Inflation expectations receive considerable attention in the inflation reports of central banks in inflation-targeting countries as they play a key role in informing monetary policy. Inflation expectation surveys among consumers in South Africa are undertaken with the financial assistance of the central bank, while inflation perception surveys among consumers are a private initiative. Inflation perceptions describe and/or report views of consumers on past price level movements and historic inflation, while inflation expectations of consumers describe and/or report views on the expected future trend and movement in price levels and, therefore, inflation.
Local and international research show that central banks in the cluster of inflation-targeting countries use various approaches to obtain a measure of inflation expectations, but that inflation perception measures, receive little attention.

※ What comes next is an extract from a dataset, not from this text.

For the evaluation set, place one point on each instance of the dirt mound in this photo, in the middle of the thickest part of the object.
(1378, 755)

The first policy recommendation is that the central bank should also accept responsibility for the latter surveys as this will increase the data sources at the central bank’s disposal when monetary policy decisions are made within an inflation-targeting monetary policy framework.

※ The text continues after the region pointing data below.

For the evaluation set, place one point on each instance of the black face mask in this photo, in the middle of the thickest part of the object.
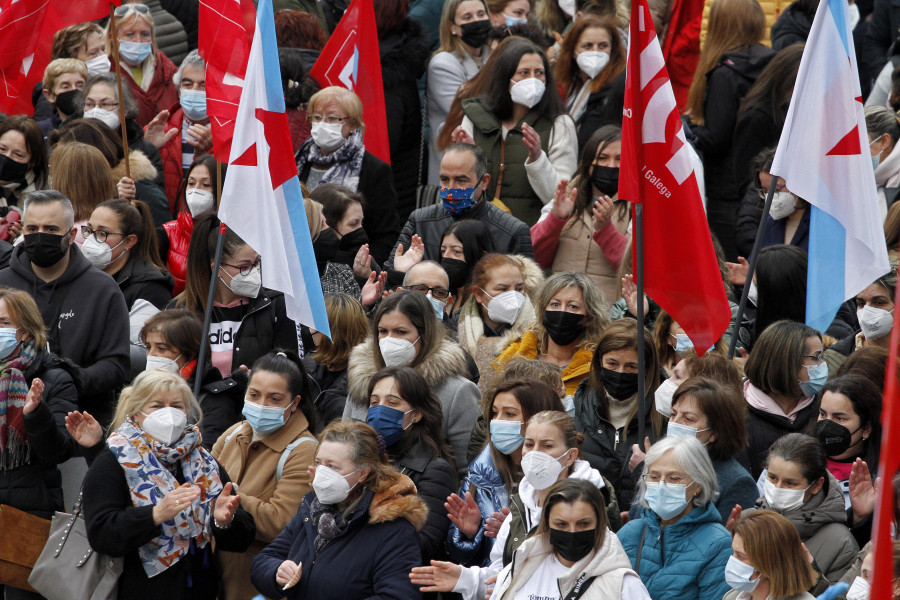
(620, 386)
(457, 272)
(45, 249)
(474, 33)
(563, 327)
(605, 179)
(835, 438)
(65, 102)
(11, 170)
(573, 545)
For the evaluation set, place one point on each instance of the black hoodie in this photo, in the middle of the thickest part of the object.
(87, 323)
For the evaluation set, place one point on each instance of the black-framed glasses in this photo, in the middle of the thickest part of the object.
(246, 269)
(437, 292)
(99, 235)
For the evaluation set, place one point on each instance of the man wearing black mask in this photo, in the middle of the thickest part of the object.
(82, 307)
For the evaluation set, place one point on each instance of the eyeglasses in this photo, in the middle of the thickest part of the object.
(246, 269)
(329, 120)
(438, 293)
(90, 105)
(123, 10)
(100, 236)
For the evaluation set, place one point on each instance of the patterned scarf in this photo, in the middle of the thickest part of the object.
(14, 450)
(147, 464)
(344, 164)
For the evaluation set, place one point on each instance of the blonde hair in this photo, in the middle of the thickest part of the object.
(83, 176)
(732, 24)
(145, 387)
(344, 98)
(23, 310)
(61, 66)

Apart from finding a large number of “don’t know” responses in the survey results, a comparison of the results of the two surveys (perceptions and expectations of inflation) by means of a multinomial analysis show, among others, that there are differences in the inflation perceptions of female and male respondents. The results suggest that more female respondents perceive historic inflation figures to underreport actual price increases than male respondents. In general the results showed a limited feedthrough of inflation perceptions informing inflation expectations. However, more surveys have to be undertaken before any final conclusion can be reached on such feedthrough, although initial indications are that inflation perceptions inform inflation expectations. The policy implication is that any attempt of the central bank to contain inflation expectations should address inflation perceptions: if consumers doubt the accuracy of historic inflation data, and instead perceive higher historic inflation rates, they will expect inflation to be high in the future. By understanding demographic biases in the formulation of inflation perceptions and expectations, policy-makers can be better prepared for anchoring inflation expectations.

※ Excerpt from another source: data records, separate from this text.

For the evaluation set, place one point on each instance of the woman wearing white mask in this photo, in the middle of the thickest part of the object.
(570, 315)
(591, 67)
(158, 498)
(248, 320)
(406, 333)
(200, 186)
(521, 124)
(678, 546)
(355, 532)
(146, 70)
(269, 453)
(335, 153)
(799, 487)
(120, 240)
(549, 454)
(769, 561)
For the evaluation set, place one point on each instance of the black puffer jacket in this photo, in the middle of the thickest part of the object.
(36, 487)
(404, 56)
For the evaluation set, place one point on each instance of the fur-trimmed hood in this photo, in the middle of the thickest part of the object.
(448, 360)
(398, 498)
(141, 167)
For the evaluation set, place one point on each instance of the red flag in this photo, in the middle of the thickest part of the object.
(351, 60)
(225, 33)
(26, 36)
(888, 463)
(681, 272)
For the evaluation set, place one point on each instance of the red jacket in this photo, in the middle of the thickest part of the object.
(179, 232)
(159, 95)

The results from the multinomial analysis also show that consumers are more likely to perceive historic inflation as accurate during periods of higher inflation, rather than lower inflation. It is not yet clear whether this is a result of actual trends in price increases or whether consumers perceive price increases to be generally higher than what is reported by official numbers. This is a question that can only be clarified by means of more research into the matter and hence the policy recommendation is that the central bank should assume more responsibility for research into inflation perceptions.
It is striking that the acceptance of historic inflation figures as accurate is low in a low inflation environment. This seems to indicate that respondents confuse price levels and price increases (i.e. inflation). This is an area for further research, as it might have implications for inflation targeting as a policy regime.
Clarity about the inflation expectations of different groups and their perceptions about the credibility of historic inflation data can assist central banks in targeting more accurately their communication initiatives. This analysis might serve as an early warning of groups with overly high inflation expectations or incorrect perceptions of historic inflation rates that might lead to unrealistically high wage demands.
The overarching policy recommendation is that the South African Reserve Bank as central bank of the country should assume larger responsibility for research into inflation perceptions. Moreover, any attempts to contain inflation expectations should focus on addressing perceptions that historic rates of inflation underreport actual price increases in the economy.